The shares dropped less than 1 percent to $33.49 at the close in New York after earlier sliding as much as 3.1 percent.
Thomson Reuters is relying on its smaller divisions for growth as demand for financial-data products such as Eikon stalls, with Wall Street customers still recovering from the 2009 recession. Tax and accounting revenue gained 6 percent to $317 million, while legal sales rose 3 percent to $794 million, the New York-based company said today in a statement.
Excluding acquisitions and discontinued businesses, total sales contracted 1 percent in the quarter. In the financial and risk division, which includes the data products, revenue fell 2 percent to $1.68 billion.
Investors appear to be taking back some of the gains in the stock, which rose to a 20-month high yesterday, according to Tim Casey, an analyst with BMO Capital Markets in Toronto.
“There’s a bit of profit-taking in the run-up in the quarter,” he said in an interview after the earnings report. “The first quarter is seasonably the smallest quarter for the company.”
The soft economy has prompted Chief Executive Officer Jim Smith to rely on cost-cutting to improve profitability. He announced in February the company would eliminate 2,500 jobs, or about 4 percent of its workforce, with the firings coming from the financial and risk division.
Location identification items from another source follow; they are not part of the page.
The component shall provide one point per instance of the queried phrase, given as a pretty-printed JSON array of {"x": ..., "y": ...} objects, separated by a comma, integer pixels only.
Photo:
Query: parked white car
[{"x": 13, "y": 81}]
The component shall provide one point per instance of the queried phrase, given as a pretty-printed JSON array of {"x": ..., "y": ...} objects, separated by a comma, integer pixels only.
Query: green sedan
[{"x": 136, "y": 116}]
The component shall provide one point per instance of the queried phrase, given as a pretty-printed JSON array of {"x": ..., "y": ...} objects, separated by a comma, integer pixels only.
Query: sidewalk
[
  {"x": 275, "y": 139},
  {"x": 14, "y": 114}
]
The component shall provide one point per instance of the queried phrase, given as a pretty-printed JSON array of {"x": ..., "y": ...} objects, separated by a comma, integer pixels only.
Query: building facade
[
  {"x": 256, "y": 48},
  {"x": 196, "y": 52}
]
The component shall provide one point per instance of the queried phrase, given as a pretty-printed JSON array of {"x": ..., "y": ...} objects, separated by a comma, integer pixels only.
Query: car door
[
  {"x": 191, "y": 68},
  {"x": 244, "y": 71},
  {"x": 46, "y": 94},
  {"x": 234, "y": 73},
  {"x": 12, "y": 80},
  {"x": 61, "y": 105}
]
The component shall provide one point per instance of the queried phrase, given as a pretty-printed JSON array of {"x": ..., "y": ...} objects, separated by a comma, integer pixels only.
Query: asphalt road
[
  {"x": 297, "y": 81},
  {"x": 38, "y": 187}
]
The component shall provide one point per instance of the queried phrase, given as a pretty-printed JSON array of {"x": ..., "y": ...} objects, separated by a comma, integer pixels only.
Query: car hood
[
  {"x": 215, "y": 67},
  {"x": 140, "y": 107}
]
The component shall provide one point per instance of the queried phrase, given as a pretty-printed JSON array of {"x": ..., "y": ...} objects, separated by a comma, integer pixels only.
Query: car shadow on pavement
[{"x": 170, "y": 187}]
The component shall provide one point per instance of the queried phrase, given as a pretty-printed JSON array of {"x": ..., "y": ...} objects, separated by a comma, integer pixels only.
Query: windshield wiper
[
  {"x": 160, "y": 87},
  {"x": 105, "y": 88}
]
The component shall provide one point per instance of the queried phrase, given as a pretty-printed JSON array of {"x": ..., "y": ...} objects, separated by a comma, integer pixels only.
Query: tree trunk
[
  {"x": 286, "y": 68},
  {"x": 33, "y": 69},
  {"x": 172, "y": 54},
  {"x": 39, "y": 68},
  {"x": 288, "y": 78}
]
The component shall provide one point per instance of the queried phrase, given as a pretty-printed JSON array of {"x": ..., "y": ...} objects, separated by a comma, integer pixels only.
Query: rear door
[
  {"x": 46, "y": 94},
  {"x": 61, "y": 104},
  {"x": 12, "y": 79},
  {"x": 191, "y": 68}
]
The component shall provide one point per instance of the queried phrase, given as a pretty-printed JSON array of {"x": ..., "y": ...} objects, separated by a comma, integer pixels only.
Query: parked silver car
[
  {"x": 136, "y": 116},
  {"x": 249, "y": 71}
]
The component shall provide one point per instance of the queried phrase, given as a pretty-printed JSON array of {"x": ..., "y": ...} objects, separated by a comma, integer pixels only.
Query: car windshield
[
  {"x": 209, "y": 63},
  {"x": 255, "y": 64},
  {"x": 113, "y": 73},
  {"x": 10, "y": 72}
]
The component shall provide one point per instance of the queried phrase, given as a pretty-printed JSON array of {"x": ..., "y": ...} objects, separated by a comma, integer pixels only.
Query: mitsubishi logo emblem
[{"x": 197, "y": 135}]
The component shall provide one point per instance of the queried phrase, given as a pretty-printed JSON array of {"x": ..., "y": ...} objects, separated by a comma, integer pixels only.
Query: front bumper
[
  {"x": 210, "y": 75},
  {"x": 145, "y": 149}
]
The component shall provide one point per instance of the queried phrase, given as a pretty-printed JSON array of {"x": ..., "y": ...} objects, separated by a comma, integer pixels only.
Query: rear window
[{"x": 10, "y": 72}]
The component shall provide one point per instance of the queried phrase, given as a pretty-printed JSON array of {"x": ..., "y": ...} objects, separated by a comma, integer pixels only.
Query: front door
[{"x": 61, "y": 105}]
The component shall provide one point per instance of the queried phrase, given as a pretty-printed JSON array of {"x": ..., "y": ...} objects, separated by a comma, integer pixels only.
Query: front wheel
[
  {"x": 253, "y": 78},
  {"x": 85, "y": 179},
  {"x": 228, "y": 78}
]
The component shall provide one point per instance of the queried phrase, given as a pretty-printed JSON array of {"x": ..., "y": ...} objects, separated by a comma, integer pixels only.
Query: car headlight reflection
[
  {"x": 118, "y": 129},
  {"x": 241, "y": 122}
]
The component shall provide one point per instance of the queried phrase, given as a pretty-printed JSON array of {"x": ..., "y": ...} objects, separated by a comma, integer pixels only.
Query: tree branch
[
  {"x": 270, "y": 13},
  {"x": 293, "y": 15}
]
The company recorded severance costs of $78 million, or 8 cents a share. With that charge, Thomson Reuters reported a net loss of $31 million, or 4 cents a share, compared to net income of $294 million, or 35 cents, a year earlier.
Sales from ongoing businesses reached $3.1 billion. Analysts estimated $3.15 billion on average.
Excluding some items, profit of 38 cents a share beat analysts’ expectations of 32 cents on average, according to data compiled by Bloomberg.
The company reiterated its 2013 forecast for revenue growth rate in the low single digits and a profit margin of 26 percent to 27 percent, adjusted for interest, tax, depreciation and amortization.
Bloomberg LP, the parent company of Bloomberg News, competes with Thomson Reuters in providing financial news and information.